The flourishing electronics industry has raised great challenges to deal with the mounting electromagnetic interference and thermal management. By constructing an efficient oriented material structure, excellent electrical conductivity and thermal conductivity could be achieved along the oriented direction. However, there is always a difference in thermal conduction ability between in-plane direction and through-plane direction. The through-plane conduction for electrons and phonons is hindered due to the lack of interlamellar interactions between the oriented fillers. Herein, graphite/liquid metal/thermoplastic polyurethane composite (G/LM/TPU) film was fabricated by simple blade coating and rolling, forming parallel-oriented graphite sheets and intercalated liquid metal droplets.
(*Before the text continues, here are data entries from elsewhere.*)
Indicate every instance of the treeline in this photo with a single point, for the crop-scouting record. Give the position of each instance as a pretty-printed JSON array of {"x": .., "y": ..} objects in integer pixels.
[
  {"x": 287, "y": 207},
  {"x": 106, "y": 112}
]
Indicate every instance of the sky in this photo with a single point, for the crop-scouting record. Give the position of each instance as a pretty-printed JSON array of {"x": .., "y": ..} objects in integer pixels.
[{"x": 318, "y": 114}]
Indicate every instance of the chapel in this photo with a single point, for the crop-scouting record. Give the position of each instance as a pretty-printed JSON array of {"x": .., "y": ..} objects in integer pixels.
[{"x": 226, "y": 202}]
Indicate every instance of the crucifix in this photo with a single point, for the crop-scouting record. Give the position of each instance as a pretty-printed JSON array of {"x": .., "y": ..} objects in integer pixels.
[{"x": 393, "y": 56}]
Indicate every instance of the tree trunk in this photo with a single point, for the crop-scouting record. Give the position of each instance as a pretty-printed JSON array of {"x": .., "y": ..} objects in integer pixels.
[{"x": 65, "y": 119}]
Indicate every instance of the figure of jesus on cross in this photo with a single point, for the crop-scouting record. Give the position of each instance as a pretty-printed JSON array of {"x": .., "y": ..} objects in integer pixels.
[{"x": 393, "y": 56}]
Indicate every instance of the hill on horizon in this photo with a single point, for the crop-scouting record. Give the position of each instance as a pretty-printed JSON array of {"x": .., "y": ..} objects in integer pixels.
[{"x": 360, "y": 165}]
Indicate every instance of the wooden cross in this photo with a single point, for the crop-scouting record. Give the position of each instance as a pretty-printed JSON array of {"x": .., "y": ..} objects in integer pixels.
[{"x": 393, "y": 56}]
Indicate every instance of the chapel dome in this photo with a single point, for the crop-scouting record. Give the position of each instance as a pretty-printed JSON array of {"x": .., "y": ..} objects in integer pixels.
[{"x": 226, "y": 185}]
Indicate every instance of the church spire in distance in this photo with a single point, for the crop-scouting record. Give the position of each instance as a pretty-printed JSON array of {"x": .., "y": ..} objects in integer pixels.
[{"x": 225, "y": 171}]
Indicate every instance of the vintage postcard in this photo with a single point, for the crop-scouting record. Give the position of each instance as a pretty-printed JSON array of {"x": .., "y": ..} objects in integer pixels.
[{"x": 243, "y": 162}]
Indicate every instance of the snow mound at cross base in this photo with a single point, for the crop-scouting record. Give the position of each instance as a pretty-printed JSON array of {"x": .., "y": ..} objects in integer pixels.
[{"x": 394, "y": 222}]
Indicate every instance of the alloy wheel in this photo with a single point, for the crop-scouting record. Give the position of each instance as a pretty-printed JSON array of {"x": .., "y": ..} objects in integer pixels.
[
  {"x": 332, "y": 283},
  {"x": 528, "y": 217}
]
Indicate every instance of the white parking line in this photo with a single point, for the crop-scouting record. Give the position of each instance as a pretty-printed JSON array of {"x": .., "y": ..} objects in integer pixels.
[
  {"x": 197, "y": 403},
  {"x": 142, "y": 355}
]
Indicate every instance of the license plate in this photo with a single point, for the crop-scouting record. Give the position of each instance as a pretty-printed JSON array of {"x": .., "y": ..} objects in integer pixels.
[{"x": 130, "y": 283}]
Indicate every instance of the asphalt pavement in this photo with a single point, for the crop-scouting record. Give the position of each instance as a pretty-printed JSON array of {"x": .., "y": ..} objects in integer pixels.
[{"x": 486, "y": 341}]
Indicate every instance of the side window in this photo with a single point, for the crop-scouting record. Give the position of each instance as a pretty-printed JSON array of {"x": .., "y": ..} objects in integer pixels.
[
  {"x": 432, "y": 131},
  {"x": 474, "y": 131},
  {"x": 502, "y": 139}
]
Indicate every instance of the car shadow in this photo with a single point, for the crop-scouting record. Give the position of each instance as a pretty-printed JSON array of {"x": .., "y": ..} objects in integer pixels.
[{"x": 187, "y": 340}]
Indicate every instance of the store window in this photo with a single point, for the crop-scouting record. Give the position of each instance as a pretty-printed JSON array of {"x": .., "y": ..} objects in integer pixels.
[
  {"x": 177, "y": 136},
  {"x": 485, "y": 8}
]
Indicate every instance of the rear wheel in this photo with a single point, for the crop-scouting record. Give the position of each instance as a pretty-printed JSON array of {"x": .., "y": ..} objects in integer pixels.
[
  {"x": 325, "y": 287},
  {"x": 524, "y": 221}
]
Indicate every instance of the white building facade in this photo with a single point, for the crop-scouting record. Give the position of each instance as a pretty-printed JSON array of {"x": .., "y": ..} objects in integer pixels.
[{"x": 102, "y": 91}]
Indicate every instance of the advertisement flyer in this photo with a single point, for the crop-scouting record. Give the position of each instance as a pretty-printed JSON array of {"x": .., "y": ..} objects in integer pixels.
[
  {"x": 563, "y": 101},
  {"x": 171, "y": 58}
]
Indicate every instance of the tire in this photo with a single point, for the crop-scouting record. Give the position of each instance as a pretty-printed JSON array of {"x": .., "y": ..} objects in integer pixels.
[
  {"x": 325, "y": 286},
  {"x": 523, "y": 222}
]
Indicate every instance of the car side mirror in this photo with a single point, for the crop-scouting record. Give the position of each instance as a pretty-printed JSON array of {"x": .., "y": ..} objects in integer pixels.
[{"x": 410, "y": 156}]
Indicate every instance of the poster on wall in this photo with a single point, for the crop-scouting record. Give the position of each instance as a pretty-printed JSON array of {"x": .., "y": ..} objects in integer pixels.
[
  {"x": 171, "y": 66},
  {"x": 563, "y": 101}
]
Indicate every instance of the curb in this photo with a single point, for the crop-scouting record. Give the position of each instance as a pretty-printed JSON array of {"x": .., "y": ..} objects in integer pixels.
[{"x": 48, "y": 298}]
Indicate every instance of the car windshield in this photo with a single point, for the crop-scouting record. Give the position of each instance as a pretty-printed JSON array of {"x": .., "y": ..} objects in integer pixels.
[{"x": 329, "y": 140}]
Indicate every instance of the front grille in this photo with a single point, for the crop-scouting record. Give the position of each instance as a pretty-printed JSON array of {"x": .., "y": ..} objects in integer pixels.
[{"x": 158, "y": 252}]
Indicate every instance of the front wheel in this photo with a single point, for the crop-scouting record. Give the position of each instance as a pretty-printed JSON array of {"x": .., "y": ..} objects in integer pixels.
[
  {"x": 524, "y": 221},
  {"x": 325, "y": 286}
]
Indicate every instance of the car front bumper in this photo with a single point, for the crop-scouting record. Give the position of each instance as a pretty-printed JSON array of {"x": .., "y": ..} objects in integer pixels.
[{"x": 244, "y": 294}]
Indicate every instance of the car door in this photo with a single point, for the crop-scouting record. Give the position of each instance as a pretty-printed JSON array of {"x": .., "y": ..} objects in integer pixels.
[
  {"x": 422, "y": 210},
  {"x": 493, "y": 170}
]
The blade coating process enabled the parallel orientation of graphite sheets along the coating direction. While the rolling process applied certain press to destroy the oxide layer of LM droplets inside the composites, enhancing the orientation and filler network connection. Leaked LM droplets have constructed perpendicular interactions along the through-plane direction, which has led to further improvement of the electrical conductivity (1.91 × 10 ⁴ S•m ⁻¹ ), thermal conductivity (1.66 W•m ⁻¹ •K ⁻¹ ), and EMI shielding effectiveness (60.1 dB). The through-plane thermal conductivity and EMI shielding effectiveness were increased by 143% and 146%, respectively. This work provides a promising strategy to enhance EMI shielding and thermal conductivity of functional composites by introducing oriented and bridge structure.